Landslide and Lahar at Ontake Volcano, Japan on September 14, 1984

Earthquake and Rainfall Triggers Lahar

A magnitude 6.8 earthquake struck 1.1 km beneath Mt. Ontake, a dormant stratovolcano in central Honshu, Japan, on September 14, 1984, after several days of heavy rain (16.9 cm total rainfall). The earthquake at 8:48 a.m. triggered a landslide with a volume of 32-36 million m3 on the volcano's southeast flank. The landslide traveled down a steep narrow valley as a wet but unsaturated mass for about 8 km and then transformed into a lahar and continued flowing downstream at least another 4 km.
Landslide scar on side of Mt. Ontake, Japan

Photograph by T.C. Pierson
on September 8, 1985

Landslide Scar

A deep scar in the side of Mt. Ontake marks the site of the landslide. The scar is about 1,300 m long and 400 m wide. As the landslide swept into the Denjo River, its maximum depth was about 170 m; the average depth was about 80 m.

View of landslide source area from above, Mt. Ontake, Japan

Photograph by T.C. Pierson on July 25, 1988

Landslide Source Area

Looking into the deep landslide scar, old layers of volcanic deposits from earlier eruptions of Mt. Ontake show the layer-cake construction typical of volcanoes. This source area consisted of layers of weakly consolidated pyroclastic-flow and tephra deposits. Scientists studying the source area found a layer of pumice about 10 cm thick that seems to mark the actual failure or rupture surface.
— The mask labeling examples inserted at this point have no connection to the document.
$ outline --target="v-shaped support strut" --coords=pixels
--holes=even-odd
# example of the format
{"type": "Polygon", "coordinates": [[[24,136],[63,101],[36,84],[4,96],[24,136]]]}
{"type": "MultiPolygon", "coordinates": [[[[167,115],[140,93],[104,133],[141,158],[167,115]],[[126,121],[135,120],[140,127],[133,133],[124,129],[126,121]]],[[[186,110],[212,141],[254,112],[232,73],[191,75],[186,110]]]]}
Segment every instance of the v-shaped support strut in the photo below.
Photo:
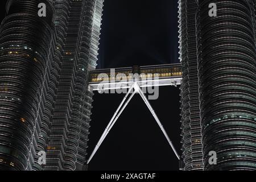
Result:
{"type": "Polygon", "coordinates": [[[143,93],[142,90],[141,90],[141,88],[139,87],[139,85],[137,82],[134,82],[133,85],[131,85],[131,88],[128,90],[128,92],[125,95],[125,97],[123,98],[123,100],[122,101],[121,103],[119,105],[118,107],[117,108],[116,111],[114,114],[114,115],[113,116],[112,118],[111,119],[110,121],[109,122],[109,124],[108,125],[108,126],[105,129],[104,132],[103,133],[102,135],[101,135],[101,138],[98,140],[98,143],[96,144],[96,146],[95,147],[94,149],[93,150],[93,152],[92,153],[91,155],[90,156],[90,158],[89,158],[88,160],[87,161],[87,164],[89,164],[89,163],[92,160],[93,156],[96,153],[98,149],[100,148],[100,146],[102,143],[103,141],[105,139],[107,135],[109,134],[109,131],[110,131],[112,127],[114,126],[118,118],[120,117],[122,113],[125,110],[125,107],[127,106],[129,102],[131,101],[133,97],[134,96],[134,94],[138,93],[139,94],[139,95],[142,98],[144,102],[145,102],[146,105],[147,105],[148,109],[150,110],[150,112],[151,113],[152,115],[153,115],[154,118],[155,118],[155,121],[156,121],[157,123],[159,126],[162,131],[164,134],[164,136],[166,138],[166,139],[167,140],[168,142],[169,143],[169,144],[171,146],[171,147],[172,148],[172,150],[174,151],[174,153],[175,154],[176,156],[177,156],[177,159],[180,160],[180,156],[179,154],[177,154],[177,151],[176,151],[172,142],[170,140],[169,136],[167,135],[167,133],[166,133],[166,130],[164,130],[164,128],[163,126],[163,125],[161,123],[159,119],[158,118],[158,116],[155,113],[155,111],[154,110],[153,108],[152,107],[151,105],[149,103],[148,101],[147,100],[147,98],[146,97],[145,95],[143,93]],[[130,97],[127,100],[126,102],[125,103],[125,101],[126,100],[126,98],[128,97],[128,96],[131,93],[133,90],[134,89],[134,91],[133,92],[131,93],[131,95],[130,96],[130,97]],[[124,105],[123,105],[124,104],[124,105]],[[121,109],[121,110],[120,110],[121,109]]]}

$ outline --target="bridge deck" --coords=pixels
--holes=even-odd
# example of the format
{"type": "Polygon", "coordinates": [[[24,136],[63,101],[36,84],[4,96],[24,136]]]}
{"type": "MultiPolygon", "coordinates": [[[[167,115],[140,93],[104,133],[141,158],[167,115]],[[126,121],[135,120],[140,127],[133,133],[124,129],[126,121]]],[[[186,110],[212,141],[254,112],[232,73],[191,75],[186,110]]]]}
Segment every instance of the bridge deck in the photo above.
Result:
{"type": "Polygon", "coordinates": [[[128,88],[135,78],[141,87],[176,86],[181,84],[181,65],[172,64],[96,69],[90,72],[89,85],[93,90],[128,88]]]}

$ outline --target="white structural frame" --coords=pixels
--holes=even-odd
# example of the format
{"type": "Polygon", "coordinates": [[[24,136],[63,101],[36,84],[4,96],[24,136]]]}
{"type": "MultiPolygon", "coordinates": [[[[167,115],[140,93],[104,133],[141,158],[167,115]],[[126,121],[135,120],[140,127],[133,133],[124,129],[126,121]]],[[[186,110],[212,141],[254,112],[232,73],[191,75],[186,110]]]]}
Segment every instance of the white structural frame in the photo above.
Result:
{"type": "MultiPolygon", "coordinates": [[[[172,81],[168,81],[168,85],[174,85],[176,86],[178,84],[180,84],[181,82],[181,78],[177,78],[177,80],[172,80],[172,81]]],[[[126,83],[127,84],[127,82],[126,83]]],[[[148,83],[146,83],[148,84],[148,83]]],[[[164,128],[163,127],[163,125],[161,123],[161,122],[160,121],[159,119],[158,118],[156,114],[155,113],[154,110],[152,107],[151,105],[150,105],[150,102],[148,102],[148,100],[146,97],[145,95],[144,94],[143,92],[141,89],[141,87],[143,87],[143,85],[146,85],[144,84],[142,84],[142,82],[138,81],[133,81],[133,82],[129,82],[129,89],[128,90],[128,92],[125,95],[125,97],[123,98],[123,100],[122,101],[121,103],[119,105],[118,107],[117,108],[117,110],[114,113],[113,116],[112,117],[110,121],[109,122],[109,124],[108,125],[108,126],[105,129],[104,132],[103,133],[102,135],[101,135],[100,140],[98,140],[98,143],[97,143],[94,149],[93,150],[93,152],[92,153],[91,155],[90,156],[88,160],[87,161],[87,164],[88,164],[91,161],[92,159],[94,156],[95,154],[96,153],[98,149],[100,148],[101,144],[102,143],[104,139],[106,138],[106,136],[109,134],[110,130],[112,129],[114,125],[117,122],[118,118],[120,117],[122,113],[125,110],[125,107],[127,106],[129,102],[131,101],[131,98],[133,97],[134,94],[135,93],[139,93],[141,97],[142,97],[142,100],[143,100],[144,102],[147,105],[147,107],[150,110],[150,112],[151,113],[152,115],[153,115],[154,118],[155,118],[155,121],[156,121],[157,123],[159,126],[162,131],[163,132],[163,134],[164,135],[166,139],[167,140],[168,142],[169,143],[169,144],[170,145],[171,147],[172,148],[173,151],[175,154],[175,155],[176,156],[177,158],[179,159],[179,160],[180,160],[180,157],[178,153],[177,152],[176,150],[175,150],[175,148],[174,147],[174,144],[172,144],[172,142],[171,142],[171,139],[170,139],[169,136],[167,135],[167,133],[166,133],[166,130],[164,130],[164,128]],[[134,91],[133,90],[134,89],[134,91]],[[129,95],[131,93],[131,96],[129,97],[127,101],[125,103],[125,101],[129,95]]],[[[154,85],[154,82],[153,84],[154,85]]],[[[150,86],[152,86],[152,85],[150,85],[150,86]]],[[[157,86],[154,85],[154,86],[157,86]]],[[[158,85],[159,86],[159,85],[158,85]]],[[[95,87],[96,88],[96,87],[95,87]]],[[[123,88],[123,87],[122,87],[123,88]]],[[[100,89],[97,89],[94,90],[98,90],[100,89]]]]}
{"type": "MultiPolygon", "coordinates": [[[[182,78],[180,76],[159,78],[158,79],[138,79],[137,84],[141,88],[160,86],[175,86],[181,84],[182,78]]],[[[131,88],[134,82],[133,80],[125,81],[102,81],[90,82],[89,85],[93,91],[107,90],[112,89],[128,89],[131,88]]]]}

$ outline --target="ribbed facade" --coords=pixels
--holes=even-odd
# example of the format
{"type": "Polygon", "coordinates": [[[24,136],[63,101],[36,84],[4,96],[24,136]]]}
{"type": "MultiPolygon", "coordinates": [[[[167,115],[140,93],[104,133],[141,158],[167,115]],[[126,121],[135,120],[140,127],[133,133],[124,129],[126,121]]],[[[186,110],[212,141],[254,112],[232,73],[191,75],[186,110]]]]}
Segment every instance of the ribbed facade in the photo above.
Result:
{"type": "Polygon", "coordinates": [[[0,169],[86,163],[103,0],[10,0],[0,30],[0,169]],[[38,5],[45,3],[47,16],[38,5]],[[46,152],[46,164],[38,162],[46,152]]]}
{"type": "Polygon", "coordinates": [[[63,47],[57,47],[60,72],[43,169],[81,170],[93,101],[88,74],[97,65],[103,1],[62,1],[54,3],[56,28],[63,30],[58,35],[63,47]]]}
{"type": "Polygon", "coordinates": [[[46,0],[10,0],[0,28],[0,169],[30,170],[53,61],[55,12],[46,0]],[[38,15],[47,5],[46,18],[38,15]]]}
{"type": "Polygon", "coordinates": [[[180,87],[181,158],[185,164],[184,170],[202,170],[202,136],[195,26],[197,4],[195,0],[180,0],[179,3],[180,60],[183,72],[180,87]]]}
{"type": "Polygon", "coordinates": [[[255,1],[199,1],[196,18],[205,170],[256,169],[255,1]],[[210,3],[217,16],[208,15],[210,3]],[[209,152],[217,155],[216,165],[209,152]]]}

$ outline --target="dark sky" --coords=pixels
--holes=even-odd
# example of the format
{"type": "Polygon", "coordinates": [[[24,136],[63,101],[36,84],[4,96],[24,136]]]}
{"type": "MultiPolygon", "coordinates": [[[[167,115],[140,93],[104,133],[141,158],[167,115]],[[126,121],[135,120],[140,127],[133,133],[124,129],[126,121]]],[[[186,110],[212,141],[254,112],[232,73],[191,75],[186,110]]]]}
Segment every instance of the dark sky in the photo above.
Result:
{"type": "MultiPolygon", "coordinates": [[[[5,2],[0,2],[2,19],[5,2]]],[[[177,0],[105,0],[98,68],[178,63],[177,0]]],[[[160,88],[150,101],[180,154],[179,89],[160,88]]],[[[89,155],[123,94],[94,96],[89,155]]],[[[89,157],[89,156],[88,156],[89,157]]],[[[178,161],[135,95],[91,161],[89,170],[177,170],[178,161]]]]}
{"type": "MultiPolygon", "coordinates": [[[[178,63],[177,1],[105,0],[98,68],[178,63]]],[[[160,88],[150,102],[176,150],[179,89],[160,88]]],[[[124,97],[95,93],[90,155],[124,97]]],[[[178,161],[139,96],[133,98],[92,160],[89,170],[177,170],[178,161]]]]}

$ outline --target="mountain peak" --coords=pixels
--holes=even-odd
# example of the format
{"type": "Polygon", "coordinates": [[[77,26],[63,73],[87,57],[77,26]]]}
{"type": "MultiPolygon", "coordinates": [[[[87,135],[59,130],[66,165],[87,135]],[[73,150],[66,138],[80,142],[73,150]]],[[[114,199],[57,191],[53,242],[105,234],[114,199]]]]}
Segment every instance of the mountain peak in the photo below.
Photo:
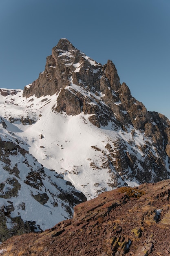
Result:
{"type": "Polygon", "coordinates": [[[63,51],[69,51],[75,49],[72,44],[66,38],[62,38],[60,39],[56,46],[56,47],[63,51]]]}

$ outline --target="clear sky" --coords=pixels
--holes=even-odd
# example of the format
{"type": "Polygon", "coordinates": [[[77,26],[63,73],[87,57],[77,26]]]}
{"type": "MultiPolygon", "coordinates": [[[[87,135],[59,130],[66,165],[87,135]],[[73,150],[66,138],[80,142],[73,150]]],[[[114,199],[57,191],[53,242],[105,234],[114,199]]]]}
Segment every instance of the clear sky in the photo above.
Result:
{"type": "Polygon", "coordinates": [[[170,119],[170,0],[0,0],[0,88],[37,79],[64,37],[170,119]]]}

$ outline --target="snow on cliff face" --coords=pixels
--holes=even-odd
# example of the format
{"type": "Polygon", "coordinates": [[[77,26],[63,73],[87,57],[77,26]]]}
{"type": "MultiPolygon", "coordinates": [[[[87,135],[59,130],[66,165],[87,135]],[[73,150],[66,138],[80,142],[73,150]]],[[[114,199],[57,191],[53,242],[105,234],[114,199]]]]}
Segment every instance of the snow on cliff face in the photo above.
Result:
{"type": "Polygon", "coordinates": [[[132,96],[111,61],[102,66],[62,39],[37,80],[0,92],[6,237],[18,219],[21,233],[44,229],[84,195],[170,177],[169,120],[132,96]]]}

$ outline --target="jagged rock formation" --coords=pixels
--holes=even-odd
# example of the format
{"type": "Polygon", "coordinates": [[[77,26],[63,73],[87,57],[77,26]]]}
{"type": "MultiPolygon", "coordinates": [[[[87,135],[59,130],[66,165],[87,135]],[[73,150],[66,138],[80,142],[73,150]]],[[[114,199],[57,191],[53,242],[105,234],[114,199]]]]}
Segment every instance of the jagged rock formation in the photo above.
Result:
{"type": "Polygon", "coordinates": [[[0,93],[1,240],[70,218],[86,197],[170,177],[169,120],[133,97],[111,61],[63,38],[37,80],[0,93]]]}
{"type": "Polygon", "coordinates": [[[4,256],[169,255],[170,195],[170,180],[104,192],[76,206],[73,219],[13,237],[0,249],[4,256]]]}
{"type": "Polygon", "coordinates": [[[135,176],[140,183],[169,177],[169,120],[162,115],[148,111],[142,103],[132,96],[126,83],[120,84],[111,61],[102,66],[67,39],[61,39],[53,49],[52,55],[47,57],[44,71],[25,87],[23,96],[38,97],[54,93],[57,95],[53,108],[56,111],[68,115],[83,112],[89,115],[89,120],[97,127],[111,123],[113,130],[131,132],[132,137],[128,141],[118,138],[108,146],[111,150],[109,164],[118,169],[121,176],[125,177],[130,169],[130,176],[135,176]],[[132,153],[128,151],[130,146],[133,147],[135,130],[148,138],[145,145],[138,146],[144,157],[141,160],[136,150],[132,153]],[[111,153],[115,143],[119,146],[111,153]],[[154,148],[154,153],[151,148],[154,148]]]}

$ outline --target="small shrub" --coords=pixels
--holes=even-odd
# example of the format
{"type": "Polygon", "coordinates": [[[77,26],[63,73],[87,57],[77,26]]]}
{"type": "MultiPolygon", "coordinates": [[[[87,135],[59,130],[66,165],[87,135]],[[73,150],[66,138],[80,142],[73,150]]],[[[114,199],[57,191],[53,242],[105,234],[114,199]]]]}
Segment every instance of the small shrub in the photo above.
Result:
{"type": "Polygon", "coordinates": [[[135,198],[137,199],[145,194],[145,192],[142,190],[138,190],[128,186],[119,188],[119,191],[121,193],[126,193],[126,194],[130,198],[135,198]]]}

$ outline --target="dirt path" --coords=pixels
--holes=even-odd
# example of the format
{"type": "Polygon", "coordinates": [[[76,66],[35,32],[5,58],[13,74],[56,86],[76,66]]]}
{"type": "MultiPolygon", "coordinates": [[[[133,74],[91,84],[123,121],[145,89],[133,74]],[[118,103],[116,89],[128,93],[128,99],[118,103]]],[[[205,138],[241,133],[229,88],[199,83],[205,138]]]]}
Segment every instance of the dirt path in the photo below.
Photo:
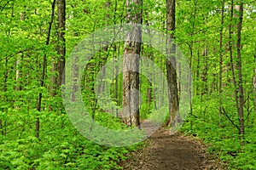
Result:
{"type": "Polygon", "coordinates": [[[222,169],[218,161],[205,151],[199,141],[180,134],[169,135],[160,129],[147,143],[148,146],[131,154],[123,162],[127,170],[222,169]]]}

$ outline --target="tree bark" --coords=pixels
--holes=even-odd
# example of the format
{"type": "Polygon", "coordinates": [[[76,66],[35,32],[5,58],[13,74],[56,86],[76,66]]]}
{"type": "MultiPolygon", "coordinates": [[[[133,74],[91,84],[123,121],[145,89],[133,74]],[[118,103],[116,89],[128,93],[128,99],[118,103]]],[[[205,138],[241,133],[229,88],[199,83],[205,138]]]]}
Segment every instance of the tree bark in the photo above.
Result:
{"type": "MultiPolygon", "coordinates": [[[[50,18],[50,21],[49,21],[49,28],[48,28],[47,39],[46,39],[46,42],[45,42],[46,45],[49,45],[49,42],[50,31],[51,31],[52,23],[53,23],[54,15],[55,15],[55,0],[54,0],[52,3],[51,18],[50,18]]],[[[46,67],[47,67],[47,57],[44,54],[44,59],[43,59],[42,76],[40,79],[40,87],[41,88],[43,88],[44,86],[46,67]]],[[[38,114],[41,111],[42,98],[43,98],[43,94],[42,94],[42,92],[40,92],[39,95],[38,95],[38,105],[37,105],[38,114]]],[[[38,138],[38,139],[39,138],[39,130],[40,130],[40,119],[39,119],[39,116],[38,116],[36,117],[36,135],[35,135],[36,138],[38,138]]]]}
{"type": "Polygon", "coordinates": [[[142,0],[126,0],[126,20],[132,30],[127,33],[123,60],[123,114],[127,126],[140,128],[139,121],[139,62],[142,31],[142,0]],[[132,14],[135,13],[135,14],[132,14]]]}
{"type": "Polygon", "coordinates": [[[219,115],[219,125],[221,125],[221,117],[223,110],[222,104],[222,73],[223,73],[223,27],[224,27],[224,4],[225,0],[222,1],[221,8],[221,27],[219,32],[219,82],[218,82],[218,94],[219,94],[219,105],[218,105],[218,115],[219,115]]]}
{"type": "Polygon", "coordinates": [[[242,14],[243,14],[243,3],[241,2],[239,8],[239,23],[237,26],[237,66],[238,66],[238,90],[239,90],[239,107],[238,107],[238,116],[240,122],[240,135],[241,139],[241,145],[244,144],[242,139],[244,139],[244,112],[243,105],[245,103],[244,100],[244,93],[243,93],[243,84],[242,84],[242,72],[241,72],[241,25],[242,25],[242,14]]]}
{"type": "Polygon", "coordinates": [[[65,23],[66,23],[66,1],[58,0],[58,46],[57,54],[59,54],[57,69],[57,89],[61,87],[65,77],[65,55],[66,55],[66,39],[65,39],[65,23]],[[62,78],[63,77],[63,78],[62,78]]]}
{"type": "Polygon", "coordinates": [[[172,43],[172,39],[175,39],[175,0],[166,0],[166,31],[167,31],[167,83],[169,96],[169,119],[166,125],[172,123],[175,114],[178,111],[177,81],[176,71],[176,47],[172,43]]]}

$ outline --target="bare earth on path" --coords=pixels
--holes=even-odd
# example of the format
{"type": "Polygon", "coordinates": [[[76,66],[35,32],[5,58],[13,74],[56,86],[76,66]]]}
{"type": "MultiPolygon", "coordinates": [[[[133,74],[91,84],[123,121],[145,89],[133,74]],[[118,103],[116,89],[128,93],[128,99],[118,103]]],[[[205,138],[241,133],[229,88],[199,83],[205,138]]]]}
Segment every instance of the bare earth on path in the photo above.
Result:
{"type": "Polygon", "coordinates": [[[122,162],[127,170],[223,169],[218,160],[206,152],[198,140],[181,134],[170,135],[160,129],[147,141],[148,146],[122,162]]]}

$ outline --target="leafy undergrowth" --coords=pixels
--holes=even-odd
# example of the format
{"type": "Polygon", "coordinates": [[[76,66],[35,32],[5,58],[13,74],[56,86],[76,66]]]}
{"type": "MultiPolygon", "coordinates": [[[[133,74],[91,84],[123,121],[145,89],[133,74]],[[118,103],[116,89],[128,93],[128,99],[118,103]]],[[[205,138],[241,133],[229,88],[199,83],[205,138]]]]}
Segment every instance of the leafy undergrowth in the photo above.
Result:
{"type": "MultiPolygon", "coordinates": [[[[116,162],[141,146],[101,146],[79,134],[66,115],[52,113],[49,120],[42,122],[39,139],[29,131],[20,139],[0,137],[0,169],[122,169],[116,162]]],[[[108,120],[113,128],[124,128],[119,120],[108,120]]]]}
{"type": "MultiPolygon", "coordinates": [[[[208,151],[222,160],[224,168],[255,169],[256,127],[246,122],[244,146],[241,146],[237,128],[228,120],[223,117],[222,126],[218,126],[218,108],[214,107],[213,103],[214,100],[195,105],[193,116],[187,119],[181,132],[203,139],[209,146],[208,151]],[[196,106],[201,107],[203,111],[196,106]]],[[[236,114],[230,114],[230,116],[232,116],[234,122],[237,123],[236,114]]]]}

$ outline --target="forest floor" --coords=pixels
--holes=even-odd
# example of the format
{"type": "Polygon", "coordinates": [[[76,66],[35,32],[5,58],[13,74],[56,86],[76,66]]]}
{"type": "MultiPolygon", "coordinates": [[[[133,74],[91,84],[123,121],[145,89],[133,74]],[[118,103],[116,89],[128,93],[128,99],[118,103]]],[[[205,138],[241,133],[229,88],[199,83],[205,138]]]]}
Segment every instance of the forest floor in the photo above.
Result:
{"type": "Polygon", "coordinates": [[[191,137],[170,135],[168,130],[161,128],[146,144],[120,166],[125,170],[224,169],[220,161],[207,153],[207,147],[200,140],[191,137]]]}

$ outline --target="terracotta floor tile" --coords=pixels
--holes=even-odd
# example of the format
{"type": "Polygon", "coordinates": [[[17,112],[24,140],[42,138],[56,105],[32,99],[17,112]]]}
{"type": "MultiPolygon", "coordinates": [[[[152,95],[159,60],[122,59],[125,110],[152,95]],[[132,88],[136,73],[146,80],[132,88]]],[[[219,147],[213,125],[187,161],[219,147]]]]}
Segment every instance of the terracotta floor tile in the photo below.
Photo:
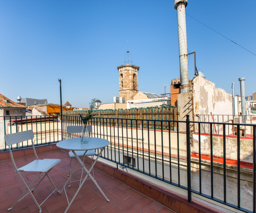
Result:
{"type": "Polygon", "coordinates": [[[158,212],[161,211],[164,207],[159,203],[153,202],[148,205],[148,207],[158,212]]]}
{"type": "Polygon", "coordinates": [[[118,197],[122,200],[124,200],[126,198],[127,198],[130,195],[125,193],[125,191],[123,191],[121,190],[120,189],[118,188],[114,188],[110,191],[114,195],[118,197]]]}
{"type": "Polygon", "coordinates": [[[147,198],[146,197],[144,197],[143,198],[139,200],[139,202],[133,206],[133,208],[139,211],[142,211],[152,202],[152,200],[148,198],[147,198]]]}
{"type": "Polygon", "coordinates": [[[171,210],[169,208],[166,208],[166,207],[164,207],[163,209],[159,211],[159,213],[177,213],[177,212],[176,211],[171,210]]]}
{"type": "Polygon", "coordinates": [[[156,211],[155,210],[152,210],[152,208],[146,207],[143,210],[141,211],[141,213],[155,213],[158,212],[158,211],[156,211]]]}
{"type": "Polygon", "coordinates": [[[129,195],[133,196],[134,198],[136,198],[137,200],[140,200],[141,199],[142,199],[144,197],[143,194],[139,193],[138,191],[130,187],[128,188],[126,190],[125,190],[125,192],[129,195]]]}
{"type": "MultiPolygon", "coordinates": [[[[39,158],[59,158],[61,161],[50,172],[49,175],[60,190],[68,178],[69,157],[67,153],[56,150],[53,152],[38,154],[39,158]]],[[[15,159],[17,164],[22,166],[34,160],[34,157],[27,156],[15,159]]],[[[75,166],[76,162],[72,161],[72,166],[75,166]]],[[[8,212],[9,208],[26,189],[18,174],[14,173],[14,169],[10,160],[0,161],[0,212],[8,212]]],[[[36,174],[23,173],[26,181],[29,182],[36,174]]],[[[173,212],[164,206],[151,200],[136,190],[94,169],[94,176],[97,182],[102,189],[110,202],[107,202],[98,188],[90,179],[86,180],[81,190],[71,205],[68,212],[90,213],[119,213],[119,212],[173,212]]],[[[80,178],[79,174],[74,175],[73,178],[80,178]]],[[[73,179],[73,178],[72,178],[73,179]]],[[[66,187],[66,191],[71,200],[79,187],[79,182],[72,183],[71,187],[66,187]]],[[[53,190],[48,179],[46,178],[33,193],[39,204],[53,190]]],[[[53,194],[41,206],[44,213],[63,213],[68,206],[65,192],[61,194],[57,192],[53,194]]],[[[12,210],[11,213],[38,212],[38,208],[30,195],[18,203],[12,210]]]]}
{"type": "Polygon", "coordinates": [[[116,207],[119,210],[119,211],[123,211],[126,208],[133,207],[137,203],[138,203],[138,201],[133,198],[132,197],[129,197],[125,200],[123,201],[122,202],[119,203],[116,206],[116,207]]]}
Hillslopes scoured by landslide, Mt. Ontake, Japan

Photograph by T.C. Pierson
on September 8, 1985

Landslide Scours Vegetation

Moving down the Denjo River at an average speed of at least 75 km/hour, the wet landslide scoured sediment and vegetation from along the channel. Part of the wet flow had enough momentum to surge up and over the small ridge in the center of the image. Fifteen people were buried by the landslide -- the only warning they may have had that a landslide broke loose upstream was the strong ground vibration caused by the earthquake.

Landslide hummock in valley bottom, Mt. Ontake, Japan

Photograph by T.C. Pierson on July 26, 1988

Landslide Hummock

When the landslide swept out of the steep Denjo River and encountered the relatively flat Otaki-gawa River about 8 km from the volcano, it was thoroughly saturated with water, which indicated it had transformed into a lahar. Most of the lahar stopped flowing within 4 km and formed a deposit 30 to 60 m thick. Many small hills that scientists refer to as "hummocks" were scattered across the lahar deposit, like the one shown here.